Overall business activity in the Carolinas was mixed in May. Activity at county/regional levels continued to contract at a noticeably diminished pace, as did respondents' evaluations of conditions at the national level. The assessment of activity at the company level, however, declined to −6, following the survey's first positive reading of 6 in April. By contrast, expectations for future business activity moved further into positive territory for the national, regional and company levels.
Overall, company-level conditions changed little in May. However, one indicator — the index for sales revenue/shipments — returned to negative territory, losing nine points since April.
Respondents reported further tightening of labor markets in the region, with indexes for both current conditions and expectations considerably lower in May. The company-specific needs indicator was also lower than in April.

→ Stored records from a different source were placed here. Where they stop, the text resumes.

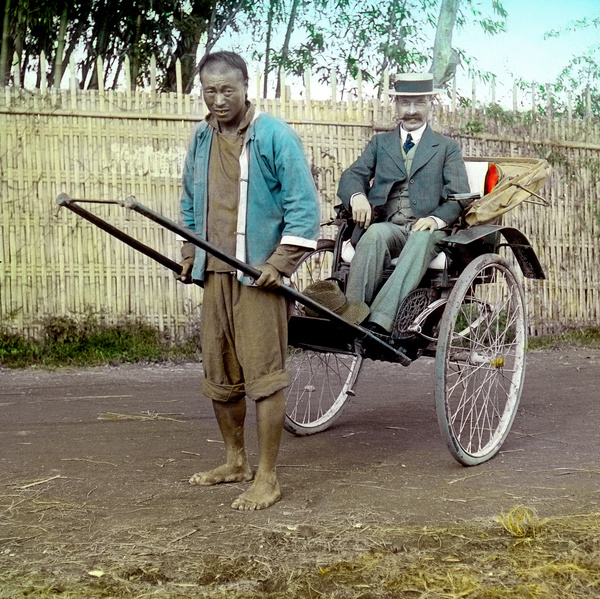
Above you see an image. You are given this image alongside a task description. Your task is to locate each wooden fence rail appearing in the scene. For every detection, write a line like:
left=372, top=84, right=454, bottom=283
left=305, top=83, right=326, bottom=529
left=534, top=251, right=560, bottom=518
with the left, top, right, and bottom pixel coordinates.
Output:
left=0, top=87, right=600, bottom=336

Survey respondents expected labor markets to continue to firm during the next six months. Moreover, the measure for current business spending and expectations for future spending continued to contract at a slower pace.
Measures of current business activity at the national and regional levels declined at a diminished rate in May, and the index for company-level activity returned to negative territory. Company-level activity lost 12 points to −6, following a 39-point increase in April. In contrast, the indexes for regional and national business activity picked up 12 and 29 points, respectively. Both ended the month at −3.
Expectations for future activity continued to strengthen in May, including an 11-point gain in expectations for company-level activity to 55 from 44. Expectations for both the regional and national economy increased further, adding 13 and 16 points, to end at 58 and 52, respectively.
Most indicators of company conditions changed little in May, although one measure returned to negative territory. The index for sales revenue/shipments retreated nine points to −3. Expectations for future sales revenue, however, gained 28 points to 59.
Gauges of labor use also reflected little change for the month. The index for the number of employees moved up five points to −17 and the average wages index advanced three points to −7. By contrast, the index for the number of hours worked eased two points to −17.
Expectations for future labor needs firmed in May as all measures strengthened further. The expected employment index climbed 11 points to 14, and the average workweek indicator moved up nine points to 25. The index for expected wages, however, edged down three points to 7.
The index for current prices paid picked up 10 points to 0 in May, while the current prices received indicator inched down five points to −17. Expectations for prices paid added 10 points to 13, while expectations for prices received weakened, with the index falling six points to 0.
Both current and expected measures of labor market conditions tightened in May, with the index labor availability declining 13 points to 50. The index for availability of labor to meet company specific needs fell 11 points to 37.
Survey respondents expected labor markets to firm during the next six months. The index for expected general availability of labor shed 22 points from last month's expectations, settling at 22. Respondents also anticipated a tighter labor pool at the company level, pulling that indicator 16 points lower, to 19 in May.
Measures of business spending declined at a slower pace in May. The contraction of spending on equipment and software abated this month, with the index settling at −13, a notable improvement from last month's −29. Business services expenditures also contracted at a less pronounced rate with that index advancing 19 points to −11.
Expectations for future business spending were mixed in May. Expected spending on equipment and software edged up three points to −4, while expected spending on business services turned positive, gaining 12 points to 4.